© THE GUARDIAN/Heather Taweel
Faye Doucette, who owns the Belvedere Funeral Home, adopted Odie, a now-five-year-old sheltie/golden retriever, last year to serve as a comfort dog for the grieving. Odie spends his off-time living with Doucette.
A sheltie/golden retriever is bringing comfort to the grieving in Charlottetown.
The Belvedere Funeral Home adopted Odie one year ago from the P.E.I. Humane Society.
Funeral home owner Faye Doucette noticed the effect that a dog living in a Quebec hotel she was staying in had on people and started looking for one that would be a good fit for a funeral home.
"I said 'what a good idea for the funeral home','' Doucette said. "I put my name in at the humane society and started looking at websites.''
Two years went by before the humane society called with the perfect dog. Odie has been on the job for about a year.
Doucette said Odie hasn't had any training, so he's not officially considered a therapy dog. She likes to call her friend a comfort dog.
Odie spends most of his time sitting quietly in an office in the funeral home where loved ones make the arrangements.
"He seems to know intuitively who needs him the most. He never intrudes, he never makes a sound, he's always quiet,'' Doucette said. "I heard him bark once in a year, and the people love him.''
Odie has become a popular topic on social media, too.
Patricia Monaghan thinks having a comfort dog is a great idea.

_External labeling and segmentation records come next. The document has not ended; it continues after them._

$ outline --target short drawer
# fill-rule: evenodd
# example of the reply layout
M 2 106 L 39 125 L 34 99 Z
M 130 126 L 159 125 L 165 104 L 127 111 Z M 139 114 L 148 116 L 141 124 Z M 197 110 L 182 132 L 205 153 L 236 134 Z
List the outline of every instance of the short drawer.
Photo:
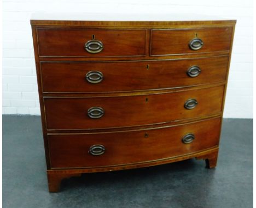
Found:
M 146 30 L 41 28 L 37 32 L 41 57 L 145 55 Z
M 223 81 L 229 56 L 173 60 L 41 62 L 44 93 L 139 91 Z
M 229 51 L 232 27 L 153 29 L 151 56 Z
M 48 135 L 53 168 L 118 166 L 195 152 L 218 145 L 220 118 L 161 129 Z
M 220 114 L 224 86 L 147 95 L 44 97 L 49 130 L 134 126 Z

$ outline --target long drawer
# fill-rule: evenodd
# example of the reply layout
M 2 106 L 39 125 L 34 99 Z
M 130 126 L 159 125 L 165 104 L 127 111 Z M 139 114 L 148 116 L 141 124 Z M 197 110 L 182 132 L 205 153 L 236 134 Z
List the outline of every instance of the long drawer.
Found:
M 138 91 L 223 81 L 229 56 L 173 60 L 41 62 L 44 93 Z
M 220 114 L 224 86 L 147 95 L 44 97 L 49 130 L 136 126 Z
M 151 55 L 204 53 L 228 51 L 232 27 L 153 29 Z
M 218 145 L 220 118 L 171 127 L 48 136 L 51 168 L 117 166 L 179 156 Z
M 143 29 L 38 28 L 37 32 L 39 56 L 145 56 Z

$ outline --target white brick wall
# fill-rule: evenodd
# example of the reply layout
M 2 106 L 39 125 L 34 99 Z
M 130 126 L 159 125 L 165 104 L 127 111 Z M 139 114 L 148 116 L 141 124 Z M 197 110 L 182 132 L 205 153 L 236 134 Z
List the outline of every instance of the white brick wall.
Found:
M 237 20 L 225 118 L 253 118 L 253 0 L 3 0 L 3 113 L 40 114 L 32 13 L 193 13 Z

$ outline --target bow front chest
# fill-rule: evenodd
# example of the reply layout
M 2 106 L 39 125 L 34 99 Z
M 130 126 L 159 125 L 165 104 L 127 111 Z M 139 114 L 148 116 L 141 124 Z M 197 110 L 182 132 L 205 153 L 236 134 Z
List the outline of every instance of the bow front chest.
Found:
M 49 191 L 84 173 L 214 167 L 235 23 L 32 19 Z

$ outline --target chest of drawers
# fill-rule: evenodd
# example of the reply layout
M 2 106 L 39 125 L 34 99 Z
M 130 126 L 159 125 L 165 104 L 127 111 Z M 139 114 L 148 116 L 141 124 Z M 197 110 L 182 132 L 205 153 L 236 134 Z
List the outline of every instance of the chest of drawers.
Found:
M 214 167 L 235 23 L 32 20 L 49 191 L 88 172 Z

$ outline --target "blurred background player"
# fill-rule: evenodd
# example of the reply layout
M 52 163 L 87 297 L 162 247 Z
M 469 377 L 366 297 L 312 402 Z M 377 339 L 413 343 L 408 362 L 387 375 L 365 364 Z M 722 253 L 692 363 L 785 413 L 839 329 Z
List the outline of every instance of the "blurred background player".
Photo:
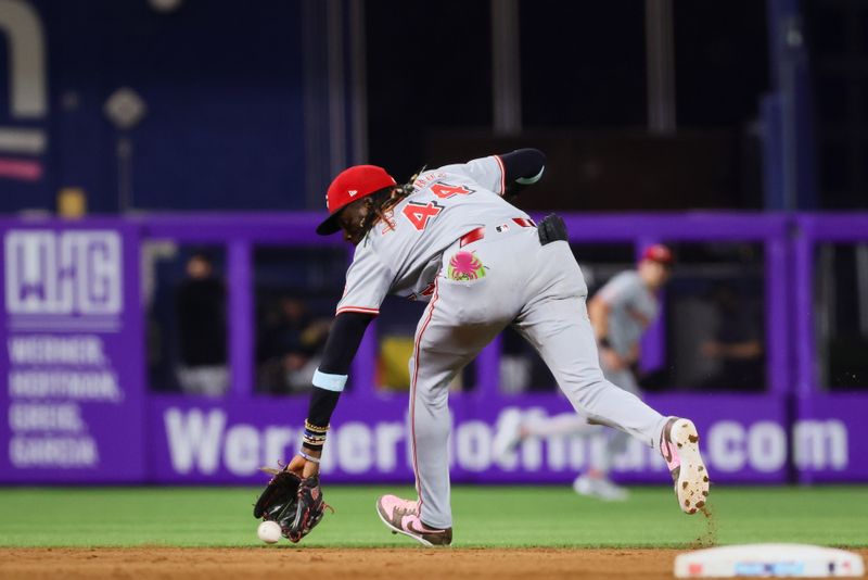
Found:
M 219 396 L 229 386 L 226 366 L 226 288 L 210 256 L 196 252 L 176 295 L 180 361 L 178 383 L 188 394 Z
M 588 302 L 603 375 L 637 396 L 641 396 L 635 370 L 640 341 L 658 317 L 658 292 L 669 279 L 673 263 L 673 253 L 666 245 L 651 245 L 642 252 L 636 269 L 614 276 Z M 524 419 L 519 409 L 503 413 L 494 443 L 495 454 L 510 453 L 523 439 L 553 436 L 604 439 L 601 452 L 596 452 L 596 445 L 591 445 L 589 468 L 573 482 L 577 493 L 608 501 L 623 501 L 629 496 L 625 488 L 609 478 L 612 459 L 625 449 L 629 436 L 592 425 L 574 413 L 545 419 Z

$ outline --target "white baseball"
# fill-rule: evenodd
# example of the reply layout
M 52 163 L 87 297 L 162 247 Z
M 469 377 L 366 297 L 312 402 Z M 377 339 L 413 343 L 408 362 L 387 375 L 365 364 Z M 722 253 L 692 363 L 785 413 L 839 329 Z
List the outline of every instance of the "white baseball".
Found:
M 256 528 L 256 535 L 259 537 L 259 540 L 267 544 L 273 544 L 278 540 L 280 540 L 281 531 L 280 525 L 277 521 L 263 521 L 259 524 L 259 527 Z

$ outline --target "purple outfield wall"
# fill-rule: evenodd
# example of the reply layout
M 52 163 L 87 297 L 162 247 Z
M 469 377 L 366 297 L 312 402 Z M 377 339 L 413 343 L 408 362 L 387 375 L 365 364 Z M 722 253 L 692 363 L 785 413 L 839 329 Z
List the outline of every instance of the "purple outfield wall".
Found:
M 298 444 L 306 399 L 253 394 L 252 248 L 309 244 L 317 215 L 162 216 L 74 224 L 0 220 L 4 263 L 0 339 L 0 482 L 254 483 L 261 465 L 288 459 Z M 809 333 L 812 243 L 840 236 L 810 217 L 766 215 L 566 216 L 576 242 L 755 240 L 767 250 L 766 394 L 655 394 L 664 414 L 693 418 L 710 472 L 719 483 L 868 481 L 864 417 L 868 394 L 819 390 Z M 196 227 L 190 227 L 195 223 Z M 848 216 L 851 237 L 868 237 L 868 217 Z M 829 234 L 831 232 L 831 234 Z M 144 382 L 139 256 L 144 239 L 222 243 L 228 248 L 232 387 L 225 399 L 149 392 Z M 795 240 L 795 241 L 793 241 Z M 806 241 L 807 240 L 807 241 Z M 331 243 L 329 241 L 328 243 Z M 794 267 L 791 267 L 794 264 Z M 807 321 L 805 321 L 807 320 Z M 660 357 L 662 332 L 646 352 Z M 373 387 L 373 331 L 342 398 L 323 471 L 334 482 L 410 482 L 407 395 Z M 796 356 L 794 353 L 799 353 Z M 792 365 L 790 361 L 797 361 Z M 494 457 L 500 415 L 569 412 L 557 394 L 499 392 L 497 341 L 480 356 L 476 389 L 451 398 L 456 482 L 569 482 L 599 444 L 571 437 L 524 443 Z M 666 482 L 658 453 L 631 444 L 615 478 Z

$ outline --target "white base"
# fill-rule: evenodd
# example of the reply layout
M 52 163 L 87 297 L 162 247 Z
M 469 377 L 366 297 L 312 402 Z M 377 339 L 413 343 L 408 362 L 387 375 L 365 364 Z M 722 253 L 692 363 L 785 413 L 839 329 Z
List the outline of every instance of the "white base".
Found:
M 676 578 L 841 578 L 865 573 L 861 556 L 806 544 L 745 544 L 679 554 Z

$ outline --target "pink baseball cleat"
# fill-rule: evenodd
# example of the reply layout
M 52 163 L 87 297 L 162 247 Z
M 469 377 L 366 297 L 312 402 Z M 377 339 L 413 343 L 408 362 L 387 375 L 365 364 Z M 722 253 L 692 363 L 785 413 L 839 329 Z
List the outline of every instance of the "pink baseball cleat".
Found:
M 695 514 L 709 496 L 709 471 L 699 453 L 699 433 L 690 419 L 673 417 L 660 436 L 660 453 L 675 483 L 678 506 Z
M 419 519 L 419 503 L 401 500 L 395 495 L 383 495 L 376 500 L 376 513 L 392 533 L 409 535 L 423 545 L 449 545 L 452 529 L 438 530 L 425 526 Z

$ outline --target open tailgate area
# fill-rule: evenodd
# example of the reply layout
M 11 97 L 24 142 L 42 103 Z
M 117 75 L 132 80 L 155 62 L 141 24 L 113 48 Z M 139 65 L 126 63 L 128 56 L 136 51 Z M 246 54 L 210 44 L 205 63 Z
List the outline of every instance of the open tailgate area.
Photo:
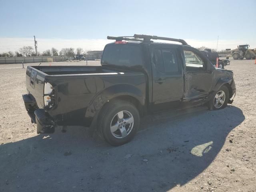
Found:
M 44 106 L 44 89 L 46 75 L 33 67 L 27 68 L 26 81 L 28 93 L 32 96 L 38 108 L 42 108 Z

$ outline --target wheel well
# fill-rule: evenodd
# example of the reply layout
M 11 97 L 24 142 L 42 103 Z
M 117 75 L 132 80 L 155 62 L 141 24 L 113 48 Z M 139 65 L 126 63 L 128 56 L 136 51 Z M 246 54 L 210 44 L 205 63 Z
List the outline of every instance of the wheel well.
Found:
M 140 113 L 140 115 L 141 116 L 143 116 L 144 113 L 144 106 L 142 106 L 142 105 L 140 103 L 140 101 L 135 97 L 129 95 L 122 95 L 112 98 L 108 101 L 109 102 L 112 102 L 114 101 L 115 100 L 123 100 L 132 103 L 138 109 L 139 111 L 139 112 Z M 105 104 L 104 104 L 104 105 Z M 104 105 L 102 107 L 104 106 Z

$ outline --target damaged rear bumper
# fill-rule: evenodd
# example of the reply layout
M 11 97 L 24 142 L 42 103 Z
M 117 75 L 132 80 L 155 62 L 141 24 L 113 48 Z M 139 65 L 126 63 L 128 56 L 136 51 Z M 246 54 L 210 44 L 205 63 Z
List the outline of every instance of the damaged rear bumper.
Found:
M 31 122 L 36 124 L 38 134 L 52 133 L 56 126 L 55 121 L 44 109 L 39 109 L 36 100 L 30 94 L 22 95 L 28 114 L 31 119 Z
M 230 87 L 231 88 L 231 97 L 229 99 L 228 101 L 228 103 L 229 104 L 232 104 L 234 101 L 234 99 L 235 98 L 236 96 L 236 84 L 235 84 L 235 82 L 233 80 L 233 82 L 230 85 Z

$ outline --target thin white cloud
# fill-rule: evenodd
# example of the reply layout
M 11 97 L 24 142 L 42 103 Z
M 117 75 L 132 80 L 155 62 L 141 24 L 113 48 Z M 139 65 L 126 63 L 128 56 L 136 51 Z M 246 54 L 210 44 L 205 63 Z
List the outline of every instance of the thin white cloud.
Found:
M 78 47 L 82 48 L 84 50 L 102 50 L 105 45 L 112 40 L 104 39 L 63 39 L 38 38 L 38 51 L 42 52 L 46 49 L 50 49 L 54 47 L 59 51 L 61 48 L 72 47 L 75 49 Z M 216 49 L 217 40 L 202 40 L 194 39 L 185 39 L 186 42 L 194 47 L 204 46 L 210 48 Z M 157 41 L 164 42 L 164 41 Z M 256 41 L 251 42 L 244 42 L 242 40 L 225 40 L 220 39 L 218 43 L 218 50 L 221 50 L 227 48 L 232 49 L 236 48 L 238 45 L 248 43 L 251 48 L 256 47 Z M 30 46 L 34 47 L 34 38 L 0 38 L 0 52 L 9 51 L 15 52 L 18 50 L 19 48 L 24 46 Z

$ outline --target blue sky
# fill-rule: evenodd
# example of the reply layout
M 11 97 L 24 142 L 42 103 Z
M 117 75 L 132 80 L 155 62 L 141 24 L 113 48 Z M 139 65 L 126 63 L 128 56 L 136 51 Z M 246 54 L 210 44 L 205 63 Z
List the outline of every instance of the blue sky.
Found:
M 206 43 L 218 35 L 233 42 L 230 46 L 237 40 L 256 47 L 255 0 L 0 1 L 4 42 L 34 35 L 54 42 L 137 33 Z

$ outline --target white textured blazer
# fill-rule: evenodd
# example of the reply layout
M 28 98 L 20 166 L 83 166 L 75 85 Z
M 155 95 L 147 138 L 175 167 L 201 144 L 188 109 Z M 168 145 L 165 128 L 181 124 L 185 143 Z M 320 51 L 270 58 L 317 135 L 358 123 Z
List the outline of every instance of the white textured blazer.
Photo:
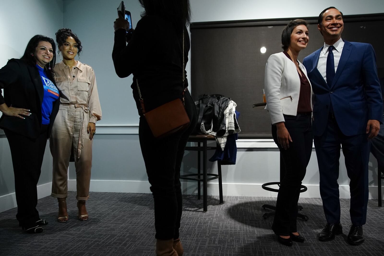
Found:
M 299 61 L 299 68 L 307 79 L 305 67 Z M 293 62 L 283 52 L 273 54 L 265 65 L 264 89 L 267 104 L 273 124 L 284 122 L 283 114 L 297 114 L 297 105 L 300 95 L 300 77 Z M 309 81 L 309 79 L 308 79 Z M 310 85 L 311 82 L 310 82 Z M 311 107 L 313 92 L 311 85 Z

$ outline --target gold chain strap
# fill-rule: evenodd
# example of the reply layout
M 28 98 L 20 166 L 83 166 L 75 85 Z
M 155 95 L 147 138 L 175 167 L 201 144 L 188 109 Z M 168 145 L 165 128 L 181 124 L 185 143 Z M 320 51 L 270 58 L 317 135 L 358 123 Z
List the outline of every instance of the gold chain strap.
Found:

"This pooch was a great comfort when we lost my parents last year,'' Monaghan said on Facebook. "I think this is the best idea ever. He is amazing. Very soothing for young and old alike.''
Jeanie Francis writes that it's "an awesome idea for younger kids who may not really understand what's going on''.
Debbie Darlene said she saw first-hand how Odie can provide comfort.
"While attending a family funeral this week, Odie sure did lift the spirits of a very special little boy who's missing his grampie. Good work, Odie,'' Darlene writes.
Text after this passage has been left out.